Data Science Desktop Survival Guide
by Graham Williams
20200105 Programming is an art and a way to express ourselves. Often that expression is unique to us individually. Just as we can often ascertain the author of a play or the artist of a painting from their style we can often tell the programmer from the program coding structures and styles.
As we write programs we should keep in mind that something like 90% of a programmers' time (at least in business and government) is spent reading and modifying and extending other programmers' code. We need to facilitate the task—so that others can quickly come to a clear understanding of the narrative.
As data scientists we also practice this art of programming and indeed even more so to share the narrative of what we discover through our living and breathing of data. Writing our programs so that others understand why and how we analysed our data is crucial. Data science is so much more than simply building black box models—we should be seeking to expose and share the process and the knowledge that is discovered from the data.

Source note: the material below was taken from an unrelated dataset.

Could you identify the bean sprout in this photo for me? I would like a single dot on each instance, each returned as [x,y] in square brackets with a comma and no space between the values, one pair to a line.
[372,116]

Data scientists rarely begin a new project with an empty coding sheet. Regularly we take our own or other's code as a starting point and begin from that. We find code on Stack Overflow or elsewhere on the Internet and modify it to suit our needs. We collect templates from other data scientists and build from there, tuning the templates for our specific needs and datasets.
In being comfortable to share our code and narratives with others we often develop a style. Our style is personal to us as we innovate and express ourselves and we need consistency in how we do that. Often a style guide helps us as we journey through a new language and gives us a foundation for developing, over time, our own style.
A style guide is also useful for sharing our tips and tricks for communicating clearly through our programs—our expression of how to solve a problem or actually how we model the world. We express this in the form of a language—a language that also happens to be executable by a computer. In this language we follow precisely specified syntax/grammar to develop sentences, paragraphs, and whole stories. Whilst there is infinite leeway in how we express ourselves and we each express ourselves differently, we share a common set of principles as our style guide.
The style guide here has evolved from over 30 years of programming and data experience. Nonetheless we note that style changes over time. Change can be motivated by changes in the technology itself and we should allow variation as we mature and learn and change our views.
Irrespective of whether the specific style suggestions here suit you or not, when coding do aim to communicate to other readers in the first instance. When we write programs we write for others to easily read and to learn from and to build upon.